Por isso, quero poder amar. Quero me permitir amar, de todas as formas possíveis e i(ni)magináveis. Quero viver de tal forma que o amor esteja em cada instante e que cada um desses instantes seja eterno enquanto durar. Quero que cada vez que chore, não seja pra esquecer, mas pra sofrer aquilo que merece ser sofrido. Quero que cada vez que eu ria, não seja de uma piada tosca, mas da graça que a vida própria tem. E que cada um de meus sorrisos seja daqueles que não dá pra segurar, que seja como aquelas gargalhadas de ter feito algo engraçado e não conseguir se conter de rir, ainda que a situação não permita. Quero me perder em estradas de terra em que só reste a luz de estrelas. E, por mais que o céu esteja nublado, com certeza terei a luz dos olhares daqueles que me rodeiam, ainda que eles só existam em minha imaginação. Quero poder gastar todo meu amor logo nessa vida, sem essa de pagar parcelado, que eu compre a vida à vista, assim, sem mais nem menos, quando ela vier e pagarei como puder, com o amor que tiver no bolso do peito. Quero olhar pra todos como minha mãe me olhou ao nascer, façam-no ou não por merecer. Tudo o que quero, vida, é consumi-la com paixão e também com sabedoria e parcimônia. Ah, vida, se tu soubesse como é ser o verbo em vez de o substantivo... Vida pra mim é verbo e, portanto, sempre movimento, ação, dinamismo. Quero que a única constância seja a da mudança, a da coragem pra colocar a cara à tapa, a da audácia de viver na borda da loucura e da sanidade, bebendo de cada taça um pouco, tirando de cada boca um beijo, de cada momento uma recordação, de cada pessoa um aprendizado, sempre. Quem sabe, assim, com o tempo, as coisas se acertem? Os últimos meses de minha vida têm refletido positivamente nesse aspecto das coisas se acertarem. Aos poucos, vou tateando meu caminho nessa escuridão que é esta ínfima existência. Ínfima, mas infinita. Sem dúvidas.
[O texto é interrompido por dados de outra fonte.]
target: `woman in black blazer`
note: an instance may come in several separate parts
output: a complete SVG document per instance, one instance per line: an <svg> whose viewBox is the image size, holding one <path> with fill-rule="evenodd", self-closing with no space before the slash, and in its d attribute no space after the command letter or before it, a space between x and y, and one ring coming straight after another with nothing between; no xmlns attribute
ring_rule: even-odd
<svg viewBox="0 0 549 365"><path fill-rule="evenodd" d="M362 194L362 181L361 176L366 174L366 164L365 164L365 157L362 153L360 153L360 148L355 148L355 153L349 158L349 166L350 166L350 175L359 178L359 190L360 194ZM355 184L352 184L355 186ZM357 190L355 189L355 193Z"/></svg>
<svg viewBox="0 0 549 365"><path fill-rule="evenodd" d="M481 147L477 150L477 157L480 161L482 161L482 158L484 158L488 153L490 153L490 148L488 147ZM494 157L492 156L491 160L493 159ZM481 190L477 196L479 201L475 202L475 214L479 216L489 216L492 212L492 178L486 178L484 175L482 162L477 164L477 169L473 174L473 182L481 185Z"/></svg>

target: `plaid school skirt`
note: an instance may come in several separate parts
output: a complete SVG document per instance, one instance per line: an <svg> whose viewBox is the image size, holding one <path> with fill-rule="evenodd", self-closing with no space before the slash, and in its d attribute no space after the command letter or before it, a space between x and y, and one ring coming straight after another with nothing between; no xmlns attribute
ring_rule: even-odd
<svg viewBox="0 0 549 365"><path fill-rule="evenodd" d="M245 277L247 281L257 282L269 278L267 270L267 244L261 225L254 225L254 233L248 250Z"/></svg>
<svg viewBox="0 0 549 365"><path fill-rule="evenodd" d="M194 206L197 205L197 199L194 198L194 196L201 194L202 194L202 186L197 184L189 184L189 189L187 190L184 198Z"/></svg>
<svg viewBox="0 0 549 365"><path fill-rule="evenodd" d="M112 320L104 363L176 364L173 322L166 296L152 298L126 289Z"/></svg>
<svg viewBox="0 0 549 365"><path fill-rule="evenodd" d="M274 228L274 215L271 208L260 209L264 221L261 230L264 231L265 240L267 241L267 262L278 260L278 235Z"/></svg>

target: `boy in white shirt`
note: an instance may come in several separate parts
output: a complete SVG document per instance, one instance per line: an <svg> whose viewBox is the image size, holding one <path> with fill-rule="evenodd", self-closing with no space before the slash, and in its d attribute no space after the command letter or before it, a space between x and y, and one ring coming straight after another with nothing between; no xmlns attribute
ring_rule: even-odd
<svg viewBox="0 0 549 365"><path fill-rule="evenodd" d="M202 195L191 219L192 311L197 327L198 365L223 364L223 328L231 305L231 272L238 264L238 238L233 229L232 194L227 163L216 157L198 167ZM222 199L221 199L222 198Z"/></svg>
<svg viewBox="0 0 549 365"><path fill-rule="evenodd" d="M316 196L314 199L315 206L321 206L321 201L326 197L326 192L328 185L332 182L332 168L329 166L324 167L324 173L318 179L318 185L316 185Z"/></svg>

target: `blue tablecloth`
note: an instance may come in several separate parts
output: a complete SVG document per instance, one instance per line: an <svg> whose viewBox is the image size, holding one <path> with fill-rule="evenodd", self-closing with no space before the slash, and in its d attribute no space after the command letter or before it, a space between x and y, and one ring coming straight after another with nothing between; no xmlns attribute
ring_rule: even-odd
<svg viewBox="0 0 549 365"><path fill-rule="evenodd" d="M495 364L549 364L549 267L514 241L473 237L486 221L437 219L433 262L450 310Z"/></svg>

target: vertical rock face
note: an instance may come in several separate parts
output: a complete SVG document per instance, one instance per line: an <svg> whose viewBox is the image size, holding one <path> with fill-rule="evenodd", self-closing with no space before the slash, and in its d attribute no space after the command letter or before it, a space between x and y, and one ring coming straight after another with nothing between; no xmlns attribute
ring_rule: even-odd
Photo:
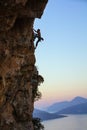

Ah, vida, vem pra cá, me dá um abraço! Cumprimenta-me de forma adequada, como manda a tradição, com dois beijos, um em cada lado, seguido de um abraço bem apertado. Planta em mim sementes de amor porque mais tarde quero comer doce de felicidade! Vamos juntos caminhar no bosque, ouvir o cantar dos bem-te-vis e apreciar a beleza de árvores tão mais velhas que nós! Quem sabe puxar um papo debaixo de uma pitangueira, vendo o sol quebrar nas folhas verdes e as nuvens transitando pelo céu azul! Vamos lá na praia pular ondinhas no ano novo e construir uma casa feita de carinho pra, quando a tristeza chegar, poder ir dormir e deixar-nos em paz! "Vamos ser feliz que o sofrimento já passou!". Venha, minha nega, vamos "discutir Caetano, planejar bobagens e morrer de rir"! Vai ali, que eu tiro uma foto sua pra mostrar pra mim mesmo daqui a alguns anos e me lembrar de quem um dia fui e, se possível, reconhecer o quanto disso ainda sou, ainda que de outra forma! Isso, "fica bem aí que essa luz comprida ficou tão bonita em você daqui"! Ah, vida, não me despeço mais de ti, apenas fecho a porta do quarto pra você poder cochilar... Em paz, porque amanhã tem mais! Vamos nos permitir, viver no tempo da preguiça, escancarar nossos corações pra todos e distribuir amor de bicicleta! É isso mesmo que quero! Venha, vamos!